If you are a caregiver guardian in a home with a parent or other disabled loved one, you may be wondering how to cope, but you are not alone. According to The National Alliance for Caregiving and AARP, “Approximately 43.5 million caregivers have provided unpaid care to an adult or child in the last 12 months”. Because of the pandemic shut down, you may also be struggling to keep up with kids’ schoolwork and activities or even working at home while balancing all of these responsibilities. 

Trying to find a balance between caring for others and caring for yourself can be difficult when you are a caregiver. The analogy of the airplane oxygen mask comes to mind. You must put on your own mask before you can strap someone else’s mask on. To strap their mask on first could mean that neither of you get the oxygen you so desperately need.

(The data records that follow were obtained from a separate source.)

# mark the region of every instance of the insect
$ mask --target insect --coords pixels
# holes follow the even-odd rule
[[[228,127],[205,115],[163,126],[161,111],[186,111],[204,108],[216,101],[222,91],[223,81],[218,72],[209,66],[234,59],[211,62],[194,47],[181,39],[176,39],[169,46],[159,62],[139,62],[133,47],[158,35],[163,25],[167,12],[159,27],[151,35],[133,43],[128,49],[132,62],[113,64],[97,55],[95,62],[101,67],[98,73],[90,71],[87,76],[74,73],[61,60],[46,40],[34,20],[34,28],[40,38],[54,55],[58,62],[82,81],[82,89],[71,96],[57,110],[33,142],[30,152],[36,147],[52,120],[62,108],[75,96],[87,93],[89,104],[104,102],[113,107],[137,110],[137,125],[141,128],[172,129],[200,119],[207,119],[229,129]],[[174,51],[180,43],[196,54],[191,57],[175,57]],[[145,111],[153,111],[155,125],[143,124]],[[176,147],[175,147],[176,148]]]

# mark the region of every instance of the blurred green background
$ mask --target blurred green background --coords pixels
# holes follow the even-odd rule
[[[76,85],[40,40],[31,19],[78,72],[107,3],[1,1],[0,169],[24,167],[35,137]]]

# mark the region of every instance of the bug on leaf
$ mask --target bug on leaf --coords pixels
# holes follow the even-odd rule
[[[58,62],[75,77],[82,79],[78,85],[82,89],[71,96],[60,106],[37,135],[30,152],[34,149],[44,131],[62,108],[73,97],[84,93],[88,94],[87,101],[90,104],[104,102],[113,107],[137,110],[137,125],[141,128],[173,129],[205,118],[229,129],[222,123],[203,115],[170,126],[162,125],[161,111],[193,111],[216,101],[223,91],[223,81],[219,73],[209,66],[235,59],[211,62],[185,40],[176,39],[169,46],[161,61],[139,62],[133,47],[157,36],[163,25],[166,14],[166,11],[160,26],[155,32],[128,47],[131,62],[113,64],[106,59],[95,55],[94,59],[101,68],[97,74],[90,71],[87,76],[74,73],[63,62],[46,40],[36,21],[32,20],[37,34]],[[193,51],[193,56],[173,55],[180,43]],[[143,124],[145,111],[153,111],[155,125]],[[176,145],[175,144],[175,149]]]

Guardian of a Disabled Adult

If you are an official guardian for a disabled adult, there are certain things you must take care of, but it is possible to let others carry some of the load. With so many responsibilities that the average adult faces, an important skill is learning how to delegate some of your daily tasks. As a guardian, you may be responsible for the person’s financial health or their safety and general welfare. In most guardianships, you are responsible for both. You are required by law to act in the person’s best interest regarding their assets and their health, both emotional and physical. It is of utmost importance that you give some responsibilities to others so that you don’t burnout.

Delegate Responsibilities

Carrying the weight of knowing that you are completely responsible for another adult can drain you emotionally and physically if you are doing the daily caretaking responsibilities for the person. It may be time to take a good look at what your day consists of and recognize if you are doing an ureasonable amount of work each day. Having unreasonable expectations about what you are capable of sets you up for failure. No one person can bear the weight of being the sole caregiver AND take care of themselves and others. No one person can do this AND hold down a job at home also. If you are attempting this, take a step back and really reconsider whether you are burning out.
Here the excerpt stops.